Phase 2 shows promise, but it's usually smaller and less rigorous. You need Phase 3 to confirm the effect holds up in a bigger, more diverse population, and more importantly, to show that reducing bleeding actually translates to better patient outcomes—fewer deaths, less disability. That's the real question.
So the drug doesn't cure stroke. It just makes the existing treatments safer?
Exactly. It's a companion drug. The clot-busters and mechanical interventions do the heavy lifting—they restore blood flow. This drug is meant to protect the brain while that's happening, reducing the collateral damage. It's a damage-control strategy.
You mentioned 80 percent of stroke patients have brain bleeding. That seems impossibly high.
It is striking. But much of it is microscopic—patients don't feel it, don't show obvious symptoms. The danger is that some of it progresses to larger, symptomatic bleeds that disable or kill. The drug aims to prevent that progression.

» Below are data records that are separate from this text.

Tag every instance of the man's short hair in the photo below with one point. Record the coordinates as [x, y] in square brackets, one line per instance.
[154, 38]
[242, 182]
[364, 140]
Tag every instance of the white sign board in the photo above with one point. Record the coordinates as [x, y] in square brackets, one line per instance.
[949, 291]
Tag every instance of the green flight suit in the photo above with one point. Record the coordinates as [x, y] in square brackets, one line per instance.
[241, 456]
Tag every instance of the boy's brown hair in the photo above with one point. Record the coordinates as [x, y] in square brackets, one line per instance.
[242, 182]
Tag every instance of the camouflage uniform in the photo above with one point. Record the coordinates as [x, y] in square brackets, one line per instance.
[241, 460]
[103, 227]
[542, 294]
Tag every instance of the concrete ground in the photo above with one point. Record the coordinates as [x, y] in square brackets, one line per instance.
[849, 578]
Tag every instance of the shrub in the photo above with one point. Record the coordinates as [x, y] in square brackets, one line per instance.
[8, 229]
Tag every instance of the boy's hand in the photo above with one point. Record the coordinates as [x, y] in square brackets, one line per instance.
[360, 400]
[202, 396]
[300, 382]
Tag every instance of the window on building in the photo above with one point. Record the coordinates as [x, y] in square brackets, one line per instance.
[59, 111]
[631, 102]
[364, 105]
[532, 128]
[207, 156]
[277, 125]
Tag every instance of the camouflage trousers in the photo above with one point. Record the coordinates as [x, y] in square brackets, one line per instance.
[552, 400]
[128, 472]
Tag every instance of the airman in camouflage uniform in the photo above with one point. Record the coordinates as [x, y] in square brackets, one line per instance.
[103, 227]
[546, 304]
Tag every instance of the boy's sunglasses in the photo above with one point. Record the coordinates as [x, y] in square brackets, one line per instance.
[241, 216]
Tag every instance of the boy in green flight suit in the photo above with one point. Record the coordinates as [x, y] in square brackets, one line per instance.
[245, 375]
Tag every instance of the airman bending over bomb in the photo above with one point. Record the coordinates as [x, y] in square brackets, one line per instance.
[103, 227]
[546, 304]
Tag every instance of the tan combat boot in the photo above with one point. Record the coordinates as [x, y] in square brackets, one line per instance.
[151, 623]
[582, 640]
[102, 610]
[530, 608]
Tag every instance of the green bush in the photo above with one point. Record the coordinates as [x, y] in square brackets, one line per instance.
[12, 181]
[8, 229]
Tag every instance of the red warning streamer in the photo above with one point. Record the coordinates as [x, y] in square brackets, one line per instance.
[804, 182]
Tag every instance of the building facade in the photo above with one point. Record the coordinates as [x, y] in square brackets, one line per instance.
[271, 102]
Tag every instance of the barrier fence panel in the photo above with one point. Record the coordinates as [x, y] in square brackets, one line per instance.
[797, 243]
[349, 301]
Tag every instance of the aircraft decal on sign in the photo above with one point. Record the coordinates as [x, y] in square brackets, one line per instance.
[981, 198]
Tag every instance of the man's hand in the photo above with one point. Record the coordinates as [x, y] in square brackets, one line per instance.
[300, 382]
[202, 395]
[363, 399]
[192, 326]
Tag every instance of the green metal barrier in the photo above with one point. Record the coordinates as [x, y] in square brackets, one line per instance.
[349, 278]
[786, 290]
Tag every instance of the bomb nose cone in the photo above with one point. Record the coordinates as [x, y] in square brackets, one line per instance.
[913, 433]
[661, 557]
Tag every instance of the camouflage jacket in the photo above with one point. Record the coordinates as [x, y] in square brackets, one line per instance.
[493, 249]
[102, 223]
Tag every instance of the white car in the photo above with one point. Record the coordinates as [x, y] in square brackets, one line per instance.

Dr. Lyden helped invent tPA, the first stroke drug. Does that make him biased toward this new drug?
It's fair to ask. But his track record suggests he's rigorous. He's been studying stroke treatment for decades. And the Phase 2 results were published in a peer-reviewed journal, not just announced. The NIH reviewers would have scrutinized the data carefully before committing $30 million.
What happens if RHAPSODY-2 fails?
Then the drug doesn't become standard care, and researchers go back to the drawing board. But the Phase 2 data was solid enough that the NIH thought it worth testing at scale. That's not a guarantee of success, but it's a reasoned bet.